I appreciate Seeking Alpha’s new “Insta-Blogging” platform because it is a forum where we can discuss ideas without inciting immediate action. Most published articles at SA (beyond the Insta-Blogging site) need an action hook: “Should I buy or sell today? WHAT should I buy or sell today?”
But equally important is to create the background, the context, the milieu in which each individual decides what their comfort level is in various market environments. Without doing the Big Picture thinking first, we are no more than billiard balls being acted upon by cue sticks (the markets, the economy, government actions) and cue balls (various commentators’ and gurus’ spin from the cue sticks.)
In that spirit I provide the following, lifted directly from the pages of our current (April 2009) Investor’s Edge® providing a little context for how we like to make decisions…
We live in a fast-paced world. Efficiency is lauded, multi-tasking is expected, and faster is universally prescribed as better. We have ready-made cakes, cookies and indeed entire meals, (“just add water for homemade taste!”) express mail, instant oatmeal, fast-acting drugs, overnight delivery, fast food, live chat, tweets and instant messaging: “r u still e-mailng not txtng dude u r so 10 min ago.”
Yet the skills required to be a rational and successful investor are so -- well, so yesterday. Effectiveness counts for more than efficiency. Single-tasking is rewarded; depth, not breadth, is what allows you to tear into a balance sheet and find the cockroaches, silverfish, and other assorted nasties hiding therein. And a slow hand means we aren’t so quick on the trigger that we shoot first and ask questions later. (Questions that usually lead off with “Why?” “Why did I buy that dog based on a blogger’s tip?” “Why did I never learn to analyze an income statement?” Etc.)
I was reading an article on-line this morning. The article itself was thoughtful and well-written. But here is the “Live Chat” that accompanied the article. It’s as if they never even read the article. That would take too much time. Why not just ask a bunch of strangers with no demonstrated deliberative capability or depth in the issue -- but never short on opinion, even if it does change every 5 minutes:
Live Chatter #1: “i need srs to pop before tuesday” [JS -- What? You got a hot date on Tuesday and need dough for dinner?]
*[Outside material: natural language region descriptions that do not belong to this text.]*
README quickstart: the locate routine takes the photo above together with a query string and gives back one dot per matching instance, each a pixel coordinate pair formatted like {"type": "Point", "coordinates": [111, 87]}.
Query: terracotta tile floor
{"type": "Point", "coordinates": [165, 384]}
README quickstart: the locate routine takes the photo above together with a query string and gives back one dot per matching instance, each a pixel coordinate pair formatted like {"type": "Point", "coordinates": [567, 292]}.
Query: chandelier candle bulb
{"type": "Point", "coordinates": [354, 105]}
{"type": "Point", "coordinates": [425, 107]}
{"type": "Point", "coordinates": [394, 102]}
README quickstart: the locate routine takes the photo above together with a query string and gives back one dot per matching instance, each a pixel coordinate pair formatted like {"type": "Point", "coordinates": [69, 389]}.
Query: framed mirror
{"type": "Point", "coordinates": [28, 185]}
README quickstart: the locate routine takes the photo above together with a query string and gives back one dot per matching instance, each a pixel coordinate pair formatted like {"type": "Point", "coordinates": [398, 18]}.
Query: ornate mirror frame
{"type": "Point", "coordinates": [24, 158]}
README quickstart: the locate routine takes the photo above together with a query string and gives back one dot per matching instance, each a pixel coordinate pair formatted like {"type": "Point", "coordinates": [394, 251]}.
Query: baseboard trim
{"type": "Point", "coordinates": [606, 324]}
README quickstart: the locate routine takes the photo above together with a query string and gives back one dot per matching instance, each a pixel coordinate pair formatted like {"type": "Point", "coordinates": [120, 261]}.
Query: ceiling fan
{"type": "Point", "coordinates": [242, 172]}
Live Chatter #2: “I am feeling very comfirtable for next week...CNBC...are recommending to...buy short ETF”
LC1: “what etf did they talk bout tbt?”
LC2: “Treasury short”
LC1: “karen [JS -- another chatter] also said to buy srs for fridy”
LC2: “so nothing to worry about… I advise you to sell SRS @ 52 and then rebuy @ 40…”
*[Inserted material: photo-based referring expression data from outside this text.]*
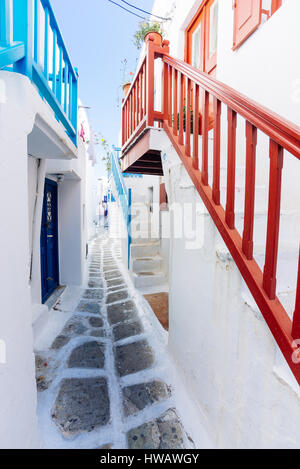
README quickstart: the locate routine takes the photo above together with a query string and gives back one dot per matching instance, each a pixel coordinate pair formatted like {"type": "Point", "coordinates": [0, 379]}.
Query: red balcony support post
{"type": "Point", "coordinates": [165, 96]}
{"type": "Point", "coordinates": [188, 119]}
{"type": "Point", "coordinates": [196, 129]}
{"type": "Point", "coordinates": [275, 5]}
{"type": "Point", "coordinates": [145, 88]}
{"type": "Point", "coordinates": [175, 101]}
{"type": "Point", "coordinates": [231, 164]}
{"type": "Point", "coordinates": [140, 95]}
{"type": "Point", "coordinates": [205, 118]}
{"type": "Point", "coordinates": [150, 81]}
{"type": "Point", "coordinates": [251, 142]}
{"type": "Point", "coordinates": [181, 108]}
{"type": "Point", "coordinates": [170, 81]}
{"type": "Point", "coordinates": [217, 150]}
{"type": "Point", "coordinates": [276, 165]}
{"type": "Point", "coordinates": [296, 319]}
LC1: “ok cool thanks for the advise”
That is so cool, dude. Except that SRS was down 17% today, from 46 to 38. Do we now buy more (even though it didn’t come near LC2’s sales price of 52) since it’s now below 40? Stay tuned! In another 20 seconds we’ll have a new opinion from LC2 or LC3 or LC 74.
Investing is work. Hard work. It gives me pleasure so I keep doing it. But then, I like “work.” I like to clear shrub and move rock and chop firewood. Investing can be even harder, more exhausting, sometimes way more frustrating, but it has its rewards, as well, both intellectual and financial. Unlike the chatters and IM-ers, I simply cannot spew forth advice on any and every topic. And I expect from others, and myself, follow-on to any advice I do present. That’s why we provide Model Portfolios in which we show what we bought, on what date, and at what price. We keep a running total of our buys and sells. Nothing is just thrown into the wind and then forgotten. Sometimes it’s painful to see our mistakes in black and white but that’s the only responsible way to do business. It’s time-consuming. It requires great focus. And it certainly induces humility in all-too-regular doses!
(2008 was a prime example. We began our two equity model portfolios January 1, 1999 with $400,000. We increased their value every year, up year or down in the market, through 2007. Then came 2008: we plummeted from our 2007 year-end value of $1,474,527, up more than 300% in those 9 years, to just $1,198,813 at year-end 2008.)
We ratcheted up 9 years, then down one. I don’t like it but I recognize that into each life -- or portfolio -- a little rain must fall. I am ever-mindful that, if we are to ratchet up again in 2009, it will take solid research and a critical eye on the economy, the markets and the madness of crowds. It will be slow going. And it will require focus, not multi-tasking. Thinking, not tweeting.
DISCLOSURE: No position disclosures. That's not what this article is about!